The loneliest tree on the planet, on Campbell Island in the Southern Ocean. Image: Pavla Fenwick

A team of scientists have a new contender for determining the precise date that we entered the so-called Anthropocene: A lonely spruce tree on an island 400 miles south of New Zealand.

Scientists are searching for a “golden spike” to help define the precise start of the Anthropocene Epoch, a human-driven era that would follow the 12,000-year Holocene, which began with the rise of human civilization at the end of the last Ice Age. Potential dates range from the rise of agriculture 10,000 years ago to the peak of the “bomb spike” of artificial radionuclides in the middle of the 20th century, or even later to the spread of industrial chemicals.

The new study, published Monday in Scientific Reports, places the start date near the end of the timeline, between October and December 1965. Conducted by members of the 2013-2014 Australasian Antarctic Expedition, the study suggests that a single Sitka spruce (Picea sitchensis) could mark the start of the Anthropocene, due to the clear radioactive bomb record from the 1950s and 1960s in its wood—peaking in 1965 just after atomic bomb tests were banned.

According to researchers Chris Turney, Jonathan Palmer, and Mark Maslin, who all participated in the study, the tree’s remote location is key.

“The problem from a geologist’s point of view is most of the records of this spike in radioactivity (for example preserved in lake sediments and the annual growth of tree-rings) have been reported from the Northern Hemisphere where the majority of the tests took place,” they wrote in The Conversation. “To demonstrate a truly global human impact requires a signal from a remote, pristine location in the Southern Hemisphere that occurs at the same time as the north. This is where our new study comes in.”


Image: Scientific Reports

They say the tree’s peak radioactive signal, between October and December 1965, coincides with that found in the Northern Hemisphere, demonstrating “unequivocally that humans have left an impact on the planet, even in the most pristine of environments, that will be preserved in the geological record for tens of millennia and beyond.”

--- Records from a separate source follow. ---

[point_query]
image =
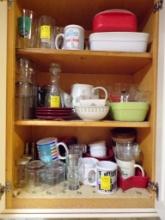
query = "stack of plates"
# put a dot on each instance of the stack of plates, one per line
(54, 113)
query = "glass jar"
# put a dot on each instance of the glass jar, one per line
(21, 171)
(33, 173)
(53, 96)
(24, 90)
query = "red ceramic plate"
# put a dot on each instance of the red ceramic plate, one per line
(108, 157)
(52, 109)
(53, 113)
(50, 117)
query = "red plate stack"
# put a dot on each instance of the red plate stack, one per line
(115, 20)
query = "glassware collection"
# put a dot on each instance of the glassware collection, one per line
(72, 165)
(51, 162)
(112, 30)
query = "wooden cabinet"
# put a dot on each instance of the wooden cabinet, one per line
(97, 68)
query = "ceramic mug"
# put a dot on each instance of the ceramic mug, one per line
(127, 168)
(106, 177)
(98, 149)
(88, 171)
(48, 149)
(84, 91)
(73, 38)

They also argue that the date aligns nicely with the “Great Acceleration” of global economic activity following the Second World War, when rapid industrialization drove population expansion and created a much larger human environmental impact.


Turney, a professor of Earth Science and Climate Change at the University of New South Wales, told Earther that the radioactive CO2 spike was also found in local shrubs and from a sediment core taken through a local peat bog.

“The presence of this ‘bomb peak’ in geologic-forming materials means the signal will be present for tens of millennia, allowing future geologists to identify the same signal and therefore locate the start of the Anthropocene,” he said.

The spruce—which could become world famous were it to be selected as the Anthropocene’s “golden spike”—was planted on Campbell Island in the early 20th century by then-governor of New Zealand Lord Ranfurly. It is already well known as the “world’s loneliest tree,” as there are no other trees within 170 miles. The species is found naturally along the U.S. Pacific coast. In its alien location the lone tree has never produced cones, suggesting it remains permanently in a juvenile state.


“It seems somehow apt that this extraordinary tree, planted far from its normal habitat by humans has also become a marker for the changes we have made to the planet, it is yet further evidence, if that was needed, that in this new epoch no part of our planet remains untouched by humans,” Maslin, from University College London, said in a statement.

In 2016, scientists at the International Geological Congress recommended that the 11,700-year-old geological epoch known as the Holocene be cut short and supplanted by the Anthropocene. Most geologic epochs last millions of years, but humans have greatly accelerated planetary changes. It seems it’s no longer a matter of if we’ve started a new geologic epoch, but when exactly we started it.